Officials in the Department of Finance are preparing a report that is expected to be presented to the Minister “by the end of the summer for consideration in advance of the budget,” according to a spokesman for the department.
Mr Donohoe launched a public consultation last September on the future of Ireland’s stamp duty on share trades, which is double the rate levied in the UK and more than three times that in France.
He sought feedback on whether duty on transactions “continues to be justified as part of our overall taxation system”, and if the charge would have an impact on the country’s competitive position after the UK exits the European Union.

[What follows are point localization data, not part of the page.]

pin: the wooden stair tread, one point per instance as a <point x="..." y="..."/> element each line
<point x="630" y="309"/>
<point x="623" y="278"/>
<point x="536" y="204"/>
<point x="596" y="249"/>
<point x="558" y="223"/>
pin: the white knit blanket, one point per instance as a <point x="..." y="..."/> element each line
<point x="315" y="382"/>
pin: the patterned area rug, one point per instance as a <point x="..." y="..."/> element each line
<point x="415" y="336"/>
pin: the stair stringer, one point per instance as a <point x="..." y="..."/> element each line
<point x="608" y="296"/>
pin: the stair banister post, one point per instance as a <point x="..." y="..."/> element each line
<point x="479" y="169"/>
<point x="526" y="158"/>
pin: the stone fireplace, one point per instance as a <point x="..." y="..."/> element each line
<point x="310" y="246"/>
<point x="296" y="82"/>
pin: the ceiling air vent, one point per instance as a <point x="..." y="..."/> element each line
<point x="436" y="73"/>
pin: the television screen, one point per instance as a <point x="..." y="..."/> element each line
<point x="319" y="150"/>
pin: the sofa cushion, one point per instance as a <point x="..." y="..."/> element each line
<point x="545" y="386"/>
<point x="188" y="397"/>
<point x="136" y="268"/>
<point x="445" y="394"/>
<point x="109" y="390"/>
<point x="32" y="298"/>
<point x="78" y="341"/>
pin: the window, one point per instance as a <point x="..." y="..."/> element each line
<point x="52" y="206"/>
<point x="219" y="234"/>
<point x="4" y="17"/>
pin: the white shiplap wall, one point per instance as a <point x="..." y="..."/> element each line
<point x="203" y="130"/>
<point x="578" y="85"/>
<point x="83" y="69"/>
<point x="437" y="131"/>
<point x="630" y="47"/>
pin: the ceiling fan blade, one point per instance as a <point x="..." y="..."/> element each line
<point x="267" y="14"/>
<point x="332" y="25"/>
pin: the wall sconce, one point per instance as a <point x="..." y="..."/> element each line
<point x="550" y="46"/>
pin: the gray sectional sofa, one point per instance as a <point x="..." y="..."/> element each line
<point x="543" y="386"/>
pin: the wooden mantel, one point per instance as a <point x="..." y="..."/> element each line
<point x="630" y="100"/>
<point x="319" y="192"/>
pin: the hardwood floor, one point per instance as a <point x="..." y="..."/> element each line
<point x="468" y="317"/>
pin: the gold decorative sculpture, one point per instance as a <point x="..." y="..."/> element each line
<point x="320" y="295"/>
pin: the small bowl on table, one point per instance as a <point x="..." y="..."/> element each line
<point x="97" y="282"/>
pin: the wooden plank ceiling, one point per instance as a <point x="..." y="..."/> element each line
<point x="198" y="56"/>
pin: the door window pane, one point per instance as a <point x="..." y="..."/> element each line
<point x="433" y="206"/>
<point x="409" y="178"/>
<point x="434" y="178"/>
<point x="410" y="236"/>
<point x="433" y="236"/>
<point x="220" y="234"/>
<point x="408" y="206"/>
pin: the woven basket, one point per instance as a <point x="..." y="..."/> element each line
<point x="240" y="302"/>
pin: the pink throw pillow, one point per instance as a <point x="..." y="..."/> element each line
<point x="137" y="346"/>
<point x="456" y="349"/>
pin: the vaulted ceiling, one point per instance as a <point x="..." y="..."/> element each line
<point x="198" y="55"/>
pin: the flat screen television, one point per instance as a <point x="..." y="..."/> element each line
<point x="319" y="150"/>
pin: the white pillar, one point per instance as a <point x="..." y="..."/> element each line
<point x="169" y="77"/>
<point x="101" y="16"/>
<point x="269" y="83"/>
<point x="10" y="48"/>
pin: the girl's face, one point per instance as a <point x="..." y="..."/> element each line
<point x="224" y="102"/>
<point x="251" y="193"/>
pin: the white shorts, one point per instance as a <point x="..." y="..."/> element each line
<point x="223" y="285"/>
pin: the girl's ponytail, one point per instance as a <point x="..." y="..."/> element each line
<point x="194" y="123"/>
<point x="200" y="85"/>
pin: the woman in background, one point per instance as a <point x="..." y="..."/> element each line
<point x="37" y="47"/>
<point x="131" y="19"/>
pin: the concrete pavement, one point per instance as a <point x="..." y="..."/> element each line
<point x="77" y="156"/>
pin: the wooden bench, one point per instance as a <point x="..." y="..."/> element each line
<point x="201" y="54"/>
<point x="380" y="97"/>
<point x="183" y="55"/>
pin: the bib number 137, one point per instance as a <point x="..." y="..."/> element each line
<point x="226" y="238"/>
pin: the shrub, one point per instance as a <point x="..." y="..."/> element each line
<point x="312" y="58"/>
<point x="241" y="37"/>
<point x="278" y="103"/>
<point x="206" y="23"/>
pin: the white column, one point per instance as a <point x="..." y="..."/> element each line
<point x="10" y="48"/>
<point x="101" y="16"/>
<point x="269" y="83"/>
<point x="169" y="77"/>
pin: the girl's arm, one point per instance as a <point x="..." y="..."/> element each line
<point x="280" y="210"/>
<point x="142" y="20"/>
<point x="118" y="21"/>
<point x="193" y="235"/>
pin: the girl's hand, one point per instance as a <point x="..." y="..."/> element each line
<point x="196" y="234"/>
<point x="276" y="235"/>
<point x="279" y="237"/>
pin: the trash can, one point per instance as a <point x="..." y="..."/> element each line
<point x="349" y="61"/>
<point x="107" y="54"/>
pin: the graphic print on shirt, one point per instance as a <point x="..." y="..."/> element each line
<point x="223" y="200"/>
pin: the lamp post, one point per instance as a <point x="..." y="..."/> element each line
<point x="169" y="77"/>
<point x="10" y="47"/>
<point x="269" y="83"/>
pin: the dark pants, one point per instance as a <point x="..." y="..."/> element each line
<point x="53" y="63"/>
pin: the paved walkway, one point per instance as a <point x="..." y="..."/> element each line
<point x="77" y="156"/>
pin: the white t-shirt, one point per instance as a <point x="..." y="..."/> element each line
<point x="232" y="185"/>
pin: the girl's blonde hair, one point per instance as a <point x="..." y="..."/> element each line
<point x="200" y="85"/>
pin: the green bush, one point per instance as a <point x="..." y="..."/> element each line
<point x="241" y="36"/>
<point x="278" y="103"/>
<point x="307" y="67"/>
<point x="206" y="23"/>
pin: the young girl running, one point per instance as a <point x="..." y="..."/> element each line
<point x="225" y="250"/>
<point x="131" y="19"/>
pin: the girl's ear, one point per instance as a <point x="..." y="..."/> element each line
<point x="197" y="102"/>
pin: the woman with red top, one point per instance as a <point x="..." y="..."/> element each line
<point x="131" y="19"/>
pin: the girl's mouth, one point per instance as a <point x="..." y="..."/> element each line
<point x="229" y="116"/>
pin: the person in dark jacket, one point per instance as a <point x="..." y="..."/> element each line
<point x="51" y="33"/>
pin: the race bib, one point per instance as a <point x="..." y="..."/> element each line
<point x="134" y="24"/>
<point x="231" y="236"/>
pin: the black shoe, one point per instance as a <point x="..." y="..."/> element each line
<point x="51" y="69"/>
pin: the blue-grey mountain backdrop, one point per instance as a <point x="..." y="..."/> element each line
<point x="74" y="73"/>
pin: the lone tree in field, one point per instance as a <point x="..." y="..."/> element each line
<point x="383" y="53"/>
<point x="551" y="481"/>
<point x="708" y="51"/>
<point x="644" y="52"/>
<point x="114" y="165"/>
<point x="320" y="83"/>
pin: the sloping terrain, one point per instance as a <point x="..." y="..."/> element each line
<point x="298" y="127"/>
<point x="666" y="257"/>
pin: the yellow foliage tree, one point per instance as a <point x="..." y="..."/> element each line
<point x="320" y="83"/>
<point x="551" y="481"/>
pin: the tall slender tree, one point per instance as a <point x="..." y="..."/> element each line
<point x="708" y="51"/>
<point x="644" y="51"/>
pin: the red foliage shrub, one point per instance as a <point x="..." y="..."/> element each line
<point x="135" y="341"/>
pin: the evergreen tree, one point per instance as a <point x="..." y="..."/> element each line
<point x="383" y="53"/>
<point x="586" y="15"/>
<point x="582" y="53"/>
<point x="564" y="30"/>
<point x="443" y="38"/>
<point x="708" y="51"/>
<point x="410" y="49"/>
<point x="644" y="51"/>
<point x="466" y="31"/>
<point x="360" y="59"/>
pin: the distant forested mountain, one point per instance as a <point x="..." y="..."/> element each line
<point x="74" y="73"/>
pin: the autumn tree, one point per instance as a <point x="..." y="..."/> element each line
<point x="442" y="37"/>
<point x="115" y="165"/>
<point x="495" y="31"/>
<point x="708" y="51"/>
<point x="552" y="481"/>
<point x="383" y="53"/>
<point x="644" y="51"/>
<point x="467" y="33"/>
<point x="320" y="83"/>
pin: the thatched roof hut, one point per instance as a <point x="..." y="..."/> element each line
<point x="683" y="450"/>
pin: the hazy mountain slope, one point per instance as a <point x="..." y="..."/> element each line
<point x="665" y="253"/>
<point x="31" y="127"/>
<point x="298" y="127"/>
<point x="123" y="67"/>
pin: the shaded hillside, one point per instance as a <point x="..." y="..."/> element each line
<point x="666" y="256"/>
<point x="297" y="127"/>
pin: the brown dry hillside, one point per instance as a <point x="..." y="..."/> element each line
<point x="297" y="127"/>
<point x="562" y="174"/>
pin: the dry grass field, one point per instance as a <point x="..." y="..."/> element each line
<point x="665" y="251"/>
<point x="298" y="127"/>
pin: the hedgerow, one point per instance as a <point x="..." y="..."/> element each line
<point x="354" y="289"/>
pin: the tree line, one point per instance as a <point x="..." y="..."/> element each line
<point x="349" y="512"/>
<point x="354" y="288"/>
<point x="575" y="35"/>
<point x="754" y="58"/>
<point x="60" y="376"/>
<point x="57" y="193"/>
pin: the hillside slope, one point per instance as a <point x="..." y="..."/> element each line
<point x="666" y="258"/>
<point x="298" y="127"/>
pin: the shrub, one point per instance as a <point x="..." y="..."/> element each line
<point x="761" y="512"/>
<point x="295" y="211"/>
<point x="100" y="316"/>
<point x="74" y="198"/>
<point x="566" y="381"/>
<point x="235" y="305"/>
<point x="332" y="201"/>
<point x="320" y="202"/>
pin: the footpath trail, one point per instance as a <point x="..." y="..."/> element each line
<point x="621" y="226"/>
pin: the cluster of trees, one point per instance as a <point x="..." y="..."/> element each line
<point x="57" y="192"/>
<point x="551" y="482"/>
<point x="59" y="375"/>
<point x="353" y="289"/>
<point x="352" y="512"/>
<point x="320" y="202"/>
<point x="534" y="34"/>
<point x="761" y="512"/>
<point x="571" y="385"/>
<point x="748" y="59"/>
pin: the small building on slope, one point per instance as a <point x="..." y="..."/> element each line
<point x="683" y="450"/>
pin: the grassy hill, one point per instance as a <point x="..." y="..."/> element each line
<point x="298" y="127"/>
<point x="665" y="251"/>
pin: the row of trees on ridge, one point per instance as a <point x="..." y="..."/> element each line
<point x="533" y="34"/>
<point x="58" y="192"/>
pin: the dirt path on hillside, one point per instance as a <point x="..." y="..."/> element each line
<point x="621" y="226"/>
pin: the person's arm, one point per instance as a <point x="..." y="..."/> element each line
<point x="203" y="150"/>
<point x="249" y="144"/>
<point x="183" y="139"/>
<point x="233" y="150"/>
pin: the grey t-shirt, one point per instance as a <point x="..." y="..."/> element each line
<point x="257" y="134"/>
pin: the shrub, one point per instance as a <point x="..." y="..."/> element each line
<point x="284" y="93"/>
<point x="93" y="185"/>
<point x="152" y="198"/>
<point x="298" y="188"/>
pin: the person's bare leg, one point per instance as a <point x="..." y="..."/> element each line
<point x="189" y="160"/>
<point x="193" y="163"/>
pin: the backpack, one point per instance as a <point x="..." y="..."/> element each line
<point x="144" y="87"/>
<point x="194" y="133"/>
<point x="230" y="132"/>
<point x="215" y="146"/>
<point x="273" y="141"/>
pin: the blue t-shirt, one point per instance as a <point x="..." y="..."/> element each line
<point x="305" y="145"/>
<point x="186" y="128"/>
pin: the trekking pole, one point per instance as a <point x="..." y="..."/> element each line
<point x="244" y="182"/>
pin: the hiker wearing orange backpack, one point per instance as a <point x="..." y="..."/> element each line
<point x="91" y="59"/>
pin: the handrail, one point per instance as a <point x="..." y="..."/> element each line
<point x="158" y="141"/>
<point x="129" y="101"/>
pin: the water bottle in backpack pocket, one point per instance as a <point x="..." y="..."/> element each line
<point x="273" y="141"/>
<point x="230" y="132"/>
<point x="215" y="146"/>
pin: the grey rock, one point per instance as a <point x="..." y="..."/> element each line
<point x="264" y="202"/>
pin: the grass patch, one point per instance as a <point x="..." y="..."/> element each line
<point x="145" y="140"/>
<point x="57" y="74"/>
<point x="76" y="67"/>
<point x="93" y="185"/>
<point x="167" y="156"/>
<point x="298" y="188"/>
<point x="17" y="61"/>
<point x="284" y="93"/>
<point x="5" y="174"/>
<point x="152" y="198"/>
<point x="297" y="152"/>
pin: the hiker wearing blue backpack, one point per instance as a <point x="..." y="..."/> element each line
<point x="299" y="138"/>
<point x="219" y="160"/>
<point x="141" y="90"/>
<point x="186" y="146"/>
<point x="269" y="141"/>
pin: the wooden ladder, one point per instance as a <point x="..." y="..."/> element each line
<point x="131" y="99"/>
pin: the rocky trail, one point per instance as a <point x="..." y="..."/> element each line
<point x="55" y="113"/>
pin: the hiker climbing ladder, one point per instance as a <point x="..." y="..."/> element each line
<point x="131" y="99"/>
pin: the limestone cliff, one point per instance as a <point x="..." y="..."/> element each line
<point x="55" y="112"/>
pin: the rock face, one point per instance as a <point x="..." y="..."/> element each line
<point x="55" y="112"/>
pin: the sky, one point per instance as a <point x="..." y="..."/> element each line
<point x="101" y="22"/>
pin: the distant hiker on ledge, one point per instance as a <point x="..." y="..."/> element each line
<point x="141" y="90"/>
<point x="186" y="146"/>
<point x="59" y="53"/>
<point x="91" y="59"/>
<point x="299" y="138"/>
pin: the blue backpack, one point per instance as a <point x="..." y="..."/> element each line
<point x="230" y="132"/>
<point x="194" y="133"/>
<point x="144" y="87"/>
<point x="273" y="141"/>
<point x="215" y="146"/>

The Minister also requested that respondents outline how tax raised from the levy, which Euronext Dublin (formerly the Irish Stock Exchange) estimates raised €369.7 million for the Government in 2016, could be replaced by alternative revenue streams from the financial services area.
The Government’s Summer Economic Statement, published last week, estimated that the Minister would have flexibility for a net €800 million of spending increases and tax deductions in Budget 2019.
Euronext Dublin has long lobbied for the 1 per cent Irish rate – which applies to trading in Irish companies whether in Dublin or abroad – to at least be reduced to the UK level. The Government abolished stamp duty early last year on companies listed on the junior stock market in Dublin.
In a submission to the department before the deadline last November, seen by The Irish Times, the bourse, which is owned by pan-European exchange operator Euronext, said the duty “cannot be justified in today’s climate”.
It proposed that the rate by cut “immediately” to 0.5 per cent in line with the UK’s decison to phase the charge out entirely over time.
“In a global economy where investment is mobile and Irish companies are competing with enterprises for investors, stamp duty places Irish companies at a significant disadvantage to their competitors when trying to attract much-needed capital,” the Irish exchange said in the document.
“Post Brexit, Ireland’s stamp duty regime makes other EU jurisdictions more attractive than Ireland for businesses relocating from the UK.”